ARKANA~ Reshuffle Kabinet Merah Putih oleh Presiden Prabowo hari ini bukan sekadar pergantian teknis, melainkan sebuah peristiwa simbolik yang memunculkan kembali pertanyaan mendasar: siapa yang sebenarnya menjadi subjek dalam negara? Dalam kacamata Lacanian, publik tak hanya menyaksikan pergeseran kursi, tetapi juga menyadari betapa nama-nama menteri hanyalah penanda yang mengisi kekosongan hasrat kolektif akan kepastian.
Pergantian Menteri dan Kelahiran Kementerian Baru
Sri Mulyani, figur profesional yang sering diposisikan sebagai jendela imajiner stabilitas fiskal, digantikan oleh Purbaya Yudhi Sadewa, mantan Kepala LPS. Abdul Kadir Karding digantikan oleh Mukhtarudin (Golkar) di P2MI, dan Budi Arie Setiadi digantikan Ferry Juliantono (Gerindra) di Koperasi. Prabowo juga melahirkan simbol baru: Kementerian Haji dan Umrah, dipimpin Mochamad Irfan Yusuf, eks Kepala BP Haji.

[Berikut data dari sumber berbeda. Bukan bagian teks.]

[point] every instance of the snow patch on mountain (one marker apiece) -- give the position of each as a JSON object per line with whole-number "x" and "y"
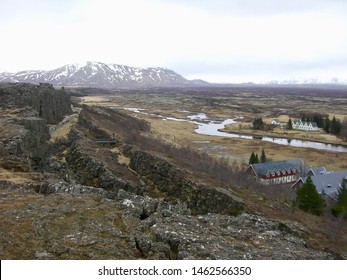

Namun, bilamana pengumuman Mensesneg Prasetyo Hadi tentang akan digantinya Menko Polkam Budi Gunawan dan Menpora Dito Ariotedjo tanpa menyebut penggantinya, justru memperlihatkan celah Real —absennya jawaban pasti atas tatanan simbolik yang diguncang.
Hasrat Agraria yang Tertunda
Menteri ATR/BPN Nusron Wahid menyatakan 48% dari 55,9 juta hektare tanah bersertifikat dikuasai 60 keluarga. Angka itu, seolah bekerja seperti statistik sebagai fantasi: memberi citra penguasaan total, namun justru mengungkap trauma kolektif tentang ketidakadilan agraria. Apakah ini sekadar wacana statistik, atau awal dari reforma agraria nyata?
Di sini, negara berposisi sebagai tuan yang menunda: ia berbicara, tetapi menunda tindakan, sementara publik terus menanggung kekurangan struktural.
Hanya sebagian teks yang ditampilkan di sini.